How to Transform files in subfolders with one script in databricks

reddy 41 Reputation points
2020-08-14T16:55:40.797+00:00

i have a adls gen2 folder with sub folders with parquet files in each folder. My requirement is to transform all parquet files in sub folders and load into another folder in adls gen 2 with same folder structure with one script. is it possible to do or do i need multiple scripts?

Can we do this in databricks or adf?
Please suggest..
Thanks

Azure Data Lake Storage
Azure Data Lake Storage
An Azure service that provides an enterprise-wide hyper-scale repository for big data analytic workloads and is integrated with Azure Blob Storage.
1,410 questions
Azure Databricks
Azure Databricks
An Apache Spark-based analytics platform optimized for Azure.
2,047 questions
Azure Data Factory
Azure Data Factory
An Azure service for ingesting, preparing, and transforming data at scale.
10,026 questions
{count} votes

1 answer

Sort by: Most helpful
  1. HarithaMaddi-MSFT 10,136 Reputation points
    2020-08-17T11:59:49.603+00:00

    Hi @reddy ,

    Welcome to Microsoft Q&A Platform.

    This can be implemented in Azure databricks and Azure data factory as well. There is no straight forward approach in databricks(Need to use SDKs), hence data factory is feasible for this as per my understanding.

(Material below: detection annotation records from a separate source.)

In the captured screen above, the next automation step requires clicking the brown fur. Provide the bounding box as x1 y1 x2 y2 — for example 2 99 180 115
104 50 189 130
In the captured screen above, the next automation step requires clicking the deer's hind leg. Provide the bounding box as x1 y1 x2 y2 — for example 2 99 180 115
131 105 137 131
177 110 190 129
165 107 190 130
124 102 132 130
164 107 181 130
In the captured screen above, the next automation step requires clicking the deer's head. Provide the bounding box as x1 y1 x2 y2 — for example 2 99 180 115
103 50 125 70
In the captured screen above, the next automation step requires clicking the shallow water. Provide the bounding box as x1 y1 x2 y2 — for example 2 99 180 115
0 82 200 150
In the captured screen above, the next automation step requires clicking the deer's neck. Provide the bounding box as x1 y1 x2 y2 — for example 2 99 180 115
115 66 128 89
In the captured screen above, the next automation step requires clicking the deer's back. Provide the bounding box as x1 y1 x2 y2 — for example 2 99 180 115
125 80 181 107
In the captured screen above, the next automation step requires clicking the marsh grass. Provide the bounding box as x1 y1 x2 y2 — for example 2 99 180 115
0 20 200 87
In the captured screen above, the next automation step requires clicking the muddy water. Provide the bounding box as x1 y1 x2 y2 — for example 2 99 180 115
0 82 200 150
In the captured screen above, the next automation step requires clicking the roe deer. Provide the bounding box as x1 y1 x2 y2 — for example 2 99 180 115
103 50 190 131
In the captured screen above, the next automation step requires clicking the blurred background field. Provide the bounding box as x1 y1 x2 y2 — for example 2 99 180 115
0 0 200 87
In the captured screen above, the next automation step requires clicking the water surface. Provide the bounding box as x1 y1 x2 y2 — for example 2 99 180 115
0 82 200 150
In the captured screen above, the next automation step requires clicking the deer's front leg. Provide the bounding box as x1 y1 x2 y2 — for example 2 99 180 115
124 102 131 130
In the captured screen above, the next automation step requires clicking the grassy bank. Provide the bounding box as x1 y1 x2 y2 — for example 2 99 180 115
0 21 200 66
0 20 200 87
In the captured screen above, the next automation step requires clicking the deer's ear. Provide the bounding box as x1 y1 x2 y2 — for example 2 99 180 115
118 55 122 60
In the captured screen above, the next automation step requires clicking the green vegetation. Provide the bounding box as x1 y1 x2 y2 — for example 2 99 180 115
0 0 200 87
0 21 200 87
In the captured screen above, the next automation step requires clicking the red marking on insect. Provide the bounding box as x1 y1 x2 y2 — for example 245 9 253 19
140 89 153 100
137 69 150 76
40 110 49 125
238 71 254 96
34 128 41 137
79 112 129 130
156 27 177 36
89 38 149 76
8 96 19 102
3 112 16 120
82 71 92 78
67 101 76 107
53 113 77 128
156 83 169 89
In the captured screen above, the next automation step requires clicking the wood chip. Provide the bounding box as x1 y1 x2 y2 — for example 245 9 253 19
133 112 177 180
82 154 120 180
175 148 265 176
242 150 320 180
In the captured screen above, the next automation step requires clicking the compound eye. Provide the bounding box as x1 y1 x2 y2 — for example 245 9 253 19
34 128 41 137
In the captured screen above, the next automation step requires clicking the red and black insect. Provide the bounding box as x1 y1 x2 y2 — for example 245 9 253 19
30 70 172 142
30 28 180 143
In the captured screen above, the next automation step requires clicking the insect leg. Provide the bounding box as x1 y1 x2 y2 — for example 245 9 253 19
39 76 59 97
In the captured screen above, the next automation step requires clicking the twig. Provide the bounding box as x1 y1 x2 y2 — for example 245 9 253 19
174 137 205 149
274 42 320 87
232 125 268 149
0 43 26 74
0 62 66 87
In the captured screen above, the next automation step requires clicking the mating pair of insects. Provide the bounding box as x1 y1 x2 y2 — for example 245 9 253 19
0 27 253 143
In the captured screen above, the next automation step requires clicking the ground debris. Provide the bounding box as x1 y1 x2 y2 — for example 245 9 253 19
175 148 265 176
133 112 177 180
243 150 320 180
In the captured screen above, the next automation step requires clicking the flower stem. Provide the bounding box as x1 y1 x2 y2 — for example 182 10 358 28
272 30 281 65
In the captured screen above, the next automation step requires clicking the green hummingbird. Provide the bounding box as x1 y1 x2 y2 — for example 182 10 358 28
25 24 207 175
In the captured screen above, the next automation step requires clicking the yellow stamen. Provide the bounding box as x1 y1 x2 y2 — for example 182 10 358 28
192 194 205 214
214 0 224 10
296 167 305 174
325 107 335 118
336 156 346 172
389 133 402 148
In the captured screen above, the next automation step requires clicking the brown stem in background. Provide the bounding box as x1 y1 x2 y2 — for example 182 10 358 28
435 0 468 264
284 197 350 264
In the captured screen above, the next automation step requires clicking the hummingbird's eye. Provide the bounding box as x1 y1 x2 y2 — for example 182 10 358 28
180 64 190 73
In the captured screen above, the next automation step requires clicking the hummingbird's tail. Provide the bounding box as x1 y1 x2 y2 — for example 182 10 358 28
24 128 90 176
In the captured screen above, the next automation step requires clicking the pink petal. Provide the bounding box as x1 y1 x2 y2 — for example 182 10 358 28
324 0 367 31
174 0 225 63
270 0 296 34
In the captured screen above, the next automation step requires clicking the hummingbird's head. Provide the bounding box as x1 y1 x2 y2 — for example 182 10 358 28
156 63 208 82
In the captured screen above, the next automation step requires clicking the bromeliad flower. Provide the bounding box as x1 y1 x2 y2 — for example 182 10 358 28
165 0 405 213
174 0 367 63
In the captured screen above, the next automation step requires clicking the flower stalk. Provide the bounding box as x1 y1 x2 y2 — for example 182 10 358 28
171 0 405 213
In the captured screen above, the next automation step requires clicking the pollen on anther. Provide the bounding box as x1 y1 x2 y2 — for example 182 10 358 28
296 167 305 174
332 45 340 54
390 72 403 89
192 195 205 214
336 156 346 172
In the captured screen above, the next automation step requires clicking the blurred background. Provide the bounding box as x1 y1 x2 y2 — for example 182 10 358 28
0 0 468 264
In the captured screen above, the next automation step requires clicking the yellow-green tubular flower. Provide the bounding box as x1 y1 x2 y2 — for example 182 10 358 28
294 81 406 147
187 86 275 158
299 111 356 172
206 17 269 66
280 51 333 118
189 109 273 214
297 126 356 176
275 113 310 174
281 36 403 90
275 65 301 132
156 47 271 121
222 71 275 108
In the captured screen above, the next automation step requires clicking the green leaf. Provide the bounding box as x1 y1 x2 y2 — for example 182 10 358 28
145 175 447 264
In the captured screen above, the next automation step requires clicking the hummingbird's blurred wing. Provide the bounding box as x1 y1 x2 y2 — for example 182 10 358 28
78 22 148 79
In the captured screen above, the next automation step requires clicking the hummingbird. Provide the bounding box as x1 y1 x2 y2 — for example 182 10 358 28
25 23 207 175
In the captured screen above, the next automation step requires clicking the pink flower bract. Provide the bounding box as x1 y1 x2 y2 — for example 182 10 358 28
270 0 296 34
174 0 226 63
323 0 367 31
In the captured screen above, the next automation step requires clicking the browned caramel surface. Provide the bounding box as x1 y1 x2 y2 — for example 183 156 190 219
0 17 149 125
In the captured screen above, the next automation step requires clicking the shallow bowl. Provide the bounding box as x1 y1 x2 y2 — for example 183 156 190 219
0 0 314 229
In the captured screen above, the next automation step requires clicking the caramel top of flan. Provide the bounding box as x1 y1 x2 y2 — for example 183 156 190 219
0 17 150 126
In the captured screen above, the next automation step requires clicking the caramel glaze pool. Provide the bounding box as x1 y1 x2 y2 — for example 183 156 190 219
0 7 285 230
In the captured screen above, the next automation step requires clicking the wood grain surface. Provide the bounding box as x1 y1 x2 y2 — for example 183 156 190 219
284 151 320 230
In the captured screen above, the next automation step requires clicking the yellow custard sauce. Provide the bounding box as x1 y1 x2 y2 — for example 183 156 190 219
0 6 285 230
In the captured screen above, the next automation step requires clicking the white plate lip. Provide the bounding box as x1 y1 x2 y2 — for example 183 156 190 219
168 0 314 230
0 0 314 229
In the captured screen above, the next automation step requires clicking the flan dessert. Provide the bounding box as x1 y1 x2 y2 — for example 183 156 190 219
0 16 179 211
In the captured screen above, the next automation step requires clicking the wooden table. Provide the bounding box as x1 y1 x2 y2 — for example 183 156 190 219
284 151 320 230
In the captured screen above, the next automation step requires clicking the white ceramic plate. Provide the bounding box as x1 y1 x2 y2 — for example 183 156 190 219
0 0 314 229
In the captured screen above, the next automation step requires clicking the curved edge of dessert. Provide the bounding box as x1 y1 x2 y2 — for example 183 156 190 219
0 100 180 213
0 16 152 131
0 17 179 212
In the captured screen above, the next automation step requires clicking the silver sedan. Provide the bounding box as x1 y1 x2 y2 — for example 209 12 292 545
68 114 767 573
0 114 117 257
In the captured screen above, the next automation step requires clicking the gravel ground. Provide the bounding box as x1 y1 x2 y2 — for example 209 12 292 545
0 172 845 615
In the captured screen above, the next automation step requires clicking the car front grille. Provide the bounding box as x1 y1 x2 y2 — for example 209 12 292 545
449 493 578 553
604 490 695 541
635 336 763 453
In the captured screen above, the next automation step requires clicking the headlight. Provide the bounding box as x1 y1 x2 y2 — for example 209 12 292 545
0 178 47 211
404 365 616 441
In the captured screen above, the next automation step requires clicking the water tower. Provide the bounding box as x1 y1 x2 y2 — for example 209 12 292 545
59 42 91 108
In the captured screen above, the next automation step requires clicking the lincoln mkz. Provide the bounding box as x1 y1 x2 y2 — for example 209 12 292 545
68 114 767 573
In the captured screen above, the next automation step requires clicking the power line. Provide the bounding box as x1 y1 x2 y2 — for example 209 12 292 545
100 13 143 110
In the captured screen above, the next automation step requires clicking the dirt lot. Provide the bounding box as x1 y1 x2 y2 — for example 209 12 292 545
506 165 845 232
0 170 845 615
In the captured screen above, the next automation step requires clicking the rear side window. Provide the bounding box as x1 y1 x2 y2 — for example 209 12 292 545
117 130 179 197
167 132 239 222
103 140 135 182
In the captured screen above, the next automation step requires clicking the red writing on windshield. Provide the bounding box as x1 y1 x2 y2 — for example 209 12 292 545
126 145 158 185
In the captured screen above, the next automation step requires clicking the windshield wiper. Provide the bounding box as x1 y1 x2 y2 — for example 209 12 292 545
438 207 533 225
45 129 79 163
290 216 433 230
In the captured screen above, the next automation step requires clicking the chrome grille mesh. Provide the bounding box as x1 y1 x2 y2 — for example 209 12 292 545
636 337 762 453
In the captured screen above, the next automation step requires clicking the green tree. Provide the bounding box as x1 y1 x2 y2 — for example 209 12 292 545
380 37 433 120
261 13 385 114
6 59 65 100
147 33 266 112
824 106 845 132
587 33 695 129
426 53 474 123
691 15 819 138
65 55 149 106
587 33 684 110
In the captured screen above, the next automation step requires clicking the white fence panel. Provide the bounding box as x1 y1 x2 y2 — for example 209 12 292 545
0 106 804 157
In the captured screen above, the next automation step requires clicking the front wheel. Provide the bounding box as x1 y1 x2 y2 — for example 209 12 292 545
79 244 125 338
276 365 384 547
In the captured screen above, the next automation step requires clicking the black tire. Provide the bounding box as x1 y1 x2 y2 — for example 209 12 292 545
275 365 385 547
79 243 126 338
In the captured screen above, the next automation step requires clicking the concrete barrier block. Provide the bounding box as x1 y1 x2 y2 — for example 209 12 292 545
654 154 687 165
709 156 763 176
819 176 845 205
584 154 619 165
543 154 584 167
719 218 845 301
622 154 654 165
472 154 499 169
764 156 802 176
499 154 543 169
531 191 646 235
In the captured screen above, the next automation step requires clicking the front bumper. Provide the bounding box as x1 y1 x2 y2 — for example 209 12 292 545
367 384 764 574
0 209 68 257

    Below is one approach in data factory: we can use "Get metadata" activity to get details of the files in the particular folder structure and they can be passed to foreach activity. Inside foreach activity, having dataflow will give us possibilities to apply many transformations as shown below. 17944-transformationdataflow.gif

    Hope this helps! Please let us know if our understanding is incorrect or for further queries and we will be glad to assist further.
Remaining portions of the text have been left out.